# ICT Major or Minor ?



## mttahir (May 19, 2013)

Hi, 
I am going to apply for ACS assessment. I was reading the guideline, it says different requirement for ICT Major and ICT Minor. 
Can anyone tell me what criteria is there to decide if I fall in ICT Major or in ICT Minor ?


----------



## espresso (Nov 2, 2012)

Hi mttahir, 

refer to the ACS Skills Assessment Guidelines on page 9. Depending on the length of your degree, you must have between 20% and 33% "ICT content" in a bachelor degree. I'd suggest to sit down with a copy of your transcript or mark sheet and colour pens. Mark everything that's "definitely ICT" in one colour and subjects with "some ICT" content in another. Then count the number of subjects and hours and calculate the ratio. If the subject names are a bit non-descriptive (e.g. "Maths 1" instead of "Linear Algebra"), it is a good idea to provide an official curriculum with detailed subject descriptions to the assessor as well. After this you should have a good idea whether it's going to be a "major" or "minor". 

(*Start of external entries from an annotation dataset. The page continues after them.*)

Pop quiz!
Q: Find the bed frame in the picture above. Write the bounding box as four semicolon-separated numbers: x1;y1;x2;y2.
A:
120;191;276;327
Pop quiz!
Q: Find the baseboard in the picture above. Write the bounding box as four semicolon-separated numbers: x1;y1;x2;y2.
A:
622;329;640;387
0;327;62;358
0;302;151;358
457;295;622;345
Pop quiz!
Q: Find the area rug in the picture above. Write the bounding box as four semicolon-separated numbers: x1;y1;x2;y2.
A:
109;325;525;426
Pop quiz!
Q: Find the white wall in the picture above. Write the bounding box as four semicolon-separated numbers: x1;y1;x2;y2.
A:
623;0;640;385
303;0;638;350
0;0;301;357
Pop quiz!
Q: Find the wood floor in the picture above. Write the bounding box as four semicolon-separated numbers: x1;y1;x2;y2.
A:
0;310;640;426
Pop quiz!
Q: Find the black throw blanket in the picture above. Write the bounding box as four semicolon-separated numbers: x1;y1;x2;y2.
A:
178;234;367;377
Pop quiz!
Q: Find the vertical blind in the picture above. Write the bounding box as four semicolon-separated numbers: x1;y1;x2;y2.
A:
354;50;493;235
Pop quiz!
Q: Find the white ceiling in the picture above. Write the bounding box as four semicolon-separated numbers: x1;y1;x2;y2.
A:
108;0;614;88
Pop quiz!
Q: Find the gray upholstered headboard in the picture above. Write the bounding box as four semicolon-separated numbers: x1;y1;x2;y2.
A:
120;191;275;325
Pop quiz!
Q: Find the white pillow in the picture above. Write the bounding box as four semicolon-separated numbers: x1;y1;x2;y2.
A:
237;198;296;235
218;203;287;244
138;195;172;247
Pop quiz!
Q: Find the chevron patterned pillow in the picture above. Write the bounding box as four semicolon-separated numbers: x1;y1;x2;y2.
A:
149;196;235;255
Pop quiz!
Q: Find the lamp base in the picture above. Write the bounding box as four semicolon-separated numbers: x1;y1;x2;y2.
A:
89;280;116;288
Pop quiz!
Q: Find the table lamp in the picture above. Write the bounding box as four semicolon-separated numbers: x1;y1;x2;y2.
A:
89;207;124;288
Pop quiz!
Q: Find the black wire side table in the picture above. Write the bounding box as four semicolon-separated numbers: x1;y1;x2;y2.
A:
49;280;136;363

Second, you'll need to determine whether your education is "closely related" to your nominated ANZSCO code or not. There is a list of closely related subjects for each code in the ANZSCO Code Descriptions document. 65% of the ICT content must be closely related to the nominated 
occupation, otherwise more years will be deducted. 

Cheers, 
Monika


----------



## padmayogesh (Jan 14, 2014)

Monika,

I need an advise here please. I have subjects in my marksheet mentioned as Maths-1 , Maths - 2 etc.,. If I have to provide the list of subjects, do I need to provide the official document of the curriculum or I can draft a list of subjects and send it to ACS. I am asking this, coz, I have done my graduation in 2003 and I have no official documentation of list of subjects.

Thanks for your help

Regards
Yogesh


----------



## espresso (Nov 2, 2012)

Hi Yogesh, 

you can compile the curriculum document yourself, but ideally, you'd get your school's stamp on it. Do you still have contact with some of your former professors? Otherwise approach the school office and ask. 

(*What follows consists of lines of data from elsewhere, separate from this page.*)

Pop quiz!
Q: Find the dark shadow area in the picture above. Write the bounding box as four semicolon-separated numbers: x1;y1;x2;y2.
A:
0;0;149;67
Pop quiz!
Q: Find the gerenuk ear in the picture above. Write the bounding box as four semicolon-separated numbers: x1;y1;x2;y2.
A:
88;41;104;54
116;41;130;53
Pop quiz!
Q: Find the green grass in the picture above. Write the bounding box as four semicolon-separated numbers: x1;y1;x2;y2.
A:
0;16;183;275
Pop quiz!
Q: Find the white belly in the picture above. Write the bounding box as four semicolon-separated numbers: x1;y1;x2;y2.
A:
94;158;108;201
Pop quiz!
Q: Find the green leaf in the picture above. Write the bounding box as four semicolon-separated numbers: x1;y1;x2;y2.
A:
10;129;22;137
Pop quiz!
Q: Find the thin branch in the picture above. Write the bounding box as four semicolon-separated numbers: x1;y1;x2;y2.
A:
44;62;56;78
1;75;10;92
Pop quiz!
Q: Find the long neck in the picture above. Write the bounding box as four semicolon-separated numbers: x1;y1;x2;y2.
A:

I graduated in 2002 and my university did not have an official listing of all subjects in English. I ended up translating it all myself and got it stamped by the dean of my former school.


----------



## padmayogesh (Jan 14, 2014)

Hi Monika,

Thanks for responding. Neither I am in contact with any of my old professor here, nor the college is run by old management [ Heard, it's being run by some one else].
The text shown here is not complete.